We’ll still end up with something that uses biblical images to explain what’s up, but it’ll end up with something that makes a bit more sense to people in this milieu. Instead of effectively saying “now to believe this, you’ve got to reformat your mind the way people were thinking in Geneva in 1550 or Hippo in 450.” Anyway, from where I’m currently sitting, since a being capable of morality and love has to have freedom, I think free will explains the presence of sin better than OS and the Fall. Adam chose to sin before the fall happened, and without being afflicted with original sin. We are all able to do that, just like Adam did. Perhaps Pelagius got a bad rap, railroaded politically. The Patriarch of Jerusalem heard him out and said “I got no problem with this.” Lest we suspect that the Church can’t overlook something for centuries, let’s not forget that neither the Apostles’ nor Nicene Creed mentions, for all their brilliance, that we believe in love!!!!! Iconography of Adam and Eve getting forgiven first  among humanity  is profound and beautiful, but that doesn’t make me take it literally.

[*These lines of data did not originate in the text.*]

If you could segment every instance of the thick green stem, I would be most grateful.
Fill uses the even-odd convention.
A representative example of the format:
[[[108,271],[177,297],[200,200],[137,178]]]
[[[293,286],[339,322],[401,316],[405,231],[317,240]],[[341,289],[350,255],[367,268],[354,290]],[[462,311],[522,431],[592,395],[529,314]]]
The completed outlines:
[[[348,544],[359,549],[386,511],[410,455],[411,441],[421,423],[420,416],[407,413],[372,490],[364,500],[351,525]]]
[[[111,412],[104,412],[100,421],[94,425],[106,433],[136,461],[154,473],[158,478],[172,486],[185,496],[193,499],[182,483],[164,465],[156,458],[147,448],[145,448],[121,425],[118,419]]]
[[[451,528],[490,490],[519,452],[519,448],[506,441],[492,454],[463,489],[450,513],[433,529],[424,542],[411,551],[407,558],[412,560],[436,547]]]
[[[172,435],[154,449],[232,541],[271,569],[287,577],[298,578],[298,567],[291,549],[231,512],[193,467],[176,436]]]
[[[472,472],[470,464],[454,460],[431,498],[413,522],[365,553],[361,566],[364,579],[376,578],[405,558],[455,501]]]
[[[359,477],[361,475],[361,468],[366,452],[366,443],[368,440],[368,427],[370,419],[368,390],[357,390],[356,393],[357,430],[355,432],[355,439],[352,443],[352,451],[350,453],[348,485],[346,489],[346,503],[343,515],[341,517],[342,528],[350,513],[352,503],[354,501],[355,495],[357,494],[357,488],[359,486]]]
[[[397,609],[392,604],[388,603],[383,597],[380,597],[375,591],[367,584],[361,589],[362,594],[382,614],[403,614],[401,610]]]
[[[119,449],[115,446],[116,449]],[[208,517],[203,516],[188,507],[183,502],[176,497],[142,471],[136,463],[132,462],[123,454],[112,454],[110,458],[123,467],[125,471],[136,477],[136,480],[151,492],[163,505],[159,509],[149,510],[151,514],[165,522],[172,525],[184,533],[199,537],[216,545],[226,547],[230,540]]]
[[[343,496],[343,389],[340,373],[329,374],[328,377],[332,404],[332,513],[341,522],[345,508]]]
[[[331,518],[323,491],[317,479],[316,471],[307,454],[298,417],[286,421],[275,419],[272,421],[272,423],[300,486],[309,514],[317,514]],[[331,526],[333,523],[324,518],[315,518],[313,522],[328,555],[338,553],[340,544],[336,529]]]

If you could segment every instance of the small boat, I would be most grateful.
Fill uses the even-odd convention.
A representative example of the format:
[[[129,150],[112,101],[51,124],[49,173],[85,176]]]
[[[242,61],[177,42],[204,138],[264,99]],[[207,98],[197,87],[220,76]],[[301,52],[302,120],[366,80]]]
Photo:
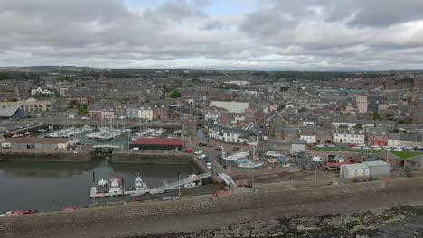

More next time, in Part Three.

Postmodern Considerations of Original Sin

I was going to post a three part series on International Development and Guns: Economics, Violence, and Governance – but I seem to have lost it in my computer somewhere. So let’s talk about Original Sin.

We all prioritize some texts over others in Scripture. Everyone does this, all traditions. I’ve never known any Christian who gave as much weight to the chapters of mildew laws in Leviticus as they do to John chapter 3 or Romans chapters 5-8. When we sideline or ignore substantial passages in order to protect a particular rendition of a doctrine, (what in economics is called an ‘externality’), we end up charge-able with cherry picking our way through the Bible.

Something Christians have always done for 20 centuries is re-work doctrines when it becomes evident that the cherry-picking simply can’t be sustained. Whatever stimulates it in the discoveries or politics of the day, things get to the point where the old iteration of that doctrine can’t stand the weight of the externalities it can’t explain, and Christians go to work again on that doctrine. It seems pretty evident to me that our Augustinian version of “Original Sin” is in need of some serious re-think if a doctrine describing human depravity is going to make much sense to postmodern people. Saying that  everyone should be sent to hell for being born with a condition they had no control over, won’t stand up to moral scrutinizing today. And my problem with Augustine’s version is not that it’s old. I’m all for Paleo-Orthodoxy. Considering how many other doctrines have come under serious re-work, I’m surprised this version of OS (“Original Sin”) survived the Reformation seemingly unscathed.

So my 22 year old son started a facebook discussion due to something he posted from a theology class he’s in at college. I slid into it and it evolved into a detailed discussion concerning what is on the chopping block when it comes to OS. Here’s the quote that started it all off:

“Recent research in molecular biology, primatology, sociobiology, and phylogenetics indicates that the species Homo sapiens cannot be traced back to a single pair of individuals, and that the earliest human beings did not come on the scene in anything like paradisal physical or moral conditions. It is therefore difficult to read Genesis 1–3 as a factual account of human origins. In current Christian thinking about Adam and Eve, several scenarios are on offer. The most compelling one regards Adam and Eve as strictly literary figures—characters in a divinely inspired story about the imagined past that intends to teach theological, not historical, truths about God, creation, and humanity.”- Daniel Harlow “After Adam: Reading Genesis in an age of Evolutionary science.”